========================
Fourier Neural Operators
========================


This page (which takes about 10 minutes to read), introduces the Fourier neural operator that solves a family of PDEs from scratch.
It the first work that can learn resolution-invariant solution operators on Navier-Stokes equation,
achieving state-of-the-art accuracy among all existing deep learning methods and
up to 1000x faster than traditional solvers.
Also check out the paper https://arxiv.org/abs/2010.08895 and article
https://www.technologyreview.com/2020/10/30/1011435/ai-fourier-neural-network-cracks-navier-stokes-and-partial-differential-equations/


Operator learning
=================

Thinking in continuum gives us an advantage when dealing with PDE.
We want to design mesh-indepedent, resolution-invariant operators.

Problems in science and engineering involve solving
partial differential equations (PDE) systems.
Unfortunately, these PDEs can be very hard.
Traditional PDE solver such as finite element methods (FEM) and finite difference methods (FDM)
rely on discretizing the space into a very fine mesh.
And it can be slow and inefficient.

In the previous doc,
we introduced the neural operators that use neural networks
to learn the solution operators for PDEs.
That is, given the initial conditions or the boundary conditions,
the neural network directly output the solution,
kind of like an image-to-image mapping.

The neural operator is mesh-independent,
different from the standard deep learning methods such as CNN.
It can be trained on one mesh and evaluated on another.
By parameterizing the model in function space,
it learns the continuous function instead of discretized vectors.


 ========================================== ======================================
  Conventional PDE solvers                   Neural operators
 ========================================== ======================================
  Solve one instance                         Learn a family of PDE
  Require the explicit form                  Black-box, data-driven
  Speed-accuracy trade-off on resolution     Resolution-invariant, mesh-invariant
  Slow on fine grids; fast on coarse grids   Slow to train; fast to evaluate
 ========================================== ======================================

Operator learning can be taken as an image-to-image problem.
The Fourier layer can be viewed as a substitute for the convolution layer.

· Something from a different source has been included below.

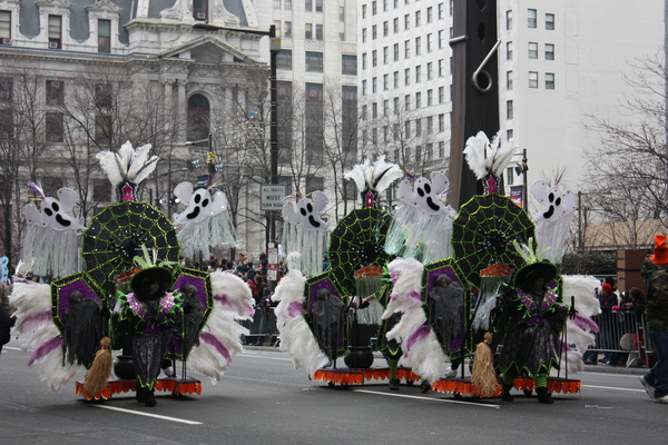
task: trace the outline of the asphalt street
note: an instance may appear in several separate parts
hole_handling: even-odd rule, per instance
[[[0,444],[666,444],[668,404],[652,403],[642,369],[588,367],[574,395],[553,405],[517,392],[455,399],[386,382],[330,387],[310,380],[277,348],[247,347],[200,395],[134,394],[85,402],[71,382],[51,393],[13,339],[0,355]],[[374,366],[384,366],[376,359]],[[79,378],[82,377],[78,376]]]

Framework of Neural Operators
=============================

Just like neural networks consist of linear transformations and non-linear activation functions,
neural operators consist of linear operators and non-linear activation operators.

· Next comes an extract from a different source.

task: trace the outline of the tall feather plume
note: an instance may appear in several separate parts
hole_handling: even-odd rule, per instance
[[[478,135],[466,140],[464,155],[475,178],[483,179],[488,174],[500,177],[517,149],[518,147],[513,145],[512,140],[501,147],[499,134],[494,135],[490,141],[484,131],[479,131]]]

Let :math:`v` be the input vector, :math:`u` be the output vector.
A standard deep neural network can be written in the form:

.. math::
    u = \left(K_l \circ \sigma_l \circ \cdots \circ \sigma_1 \circ K_0 \right) v

where :math:`K` are the linear layer or convolution layer,
and :math:`\sigma` are the activation function such as ReLU.

The neural operator shares a similar framework.
It’s just now :math:`v` and :math:`u` are functions with different discretizations
(say, some inputs are :math:`28 \times 28`, some are :math:`256 \times 256`,
and some are in triangular mesh).
To deal with functions input, the linear transformation :math:`K` is formulated as an integral operator.
Let :math:`x, y` be the points in the domain.

The map :math:`K: v_{t} \mapsto v_{t+1}` is parameterized as

.. math::
    v'(x) = \int \kappa(x,y) v(y) dy + W v(x)

Where :math:`\kappa` is a kernel function and :math:`W` is the bias term.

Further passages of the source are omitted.